UNMAP, do you fully get it?

Yes, there are quite a lot of blog posts about UNMAP out there. But do you really get it? Me not. What I do now so far is, that It does reclaim space on your VMFS Volumes. So far so good. But here my question.

Why the hell VMware does not provide us the possibility to do this automatic? Yes, I know I can script that one and run it as a scheduled task but this is not solving all my problems. For example, VMware Horizon View. During recomposes, I need to be worried about my Array to get full because quite a lot of VMs are getting deleted and new ones created.
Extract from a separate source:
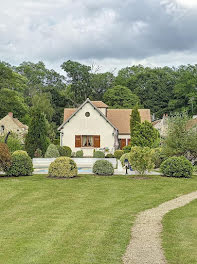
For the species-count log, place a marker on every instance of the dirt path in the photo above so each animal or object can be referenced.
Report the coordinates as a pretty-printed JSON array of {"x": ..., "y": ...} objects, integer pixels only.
[{"x": 145, "y": 244}]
Running unmap afterwards could already be too late.

Yes, I know in the past Storage Arrays not always handled unmaps nicely, what maybe was a good reason to go for a non-automatic way to handle this.

But in these days where all Storage vendors go for the Flash Arrays and real-time deduplication leads to a new dimension of overprovisioning/thinprovisioning volumes it’s an absolutely necessary feature, and the fact that it already was implemented in previous version tells me, that it’s absolutely realizable. So why not doing it?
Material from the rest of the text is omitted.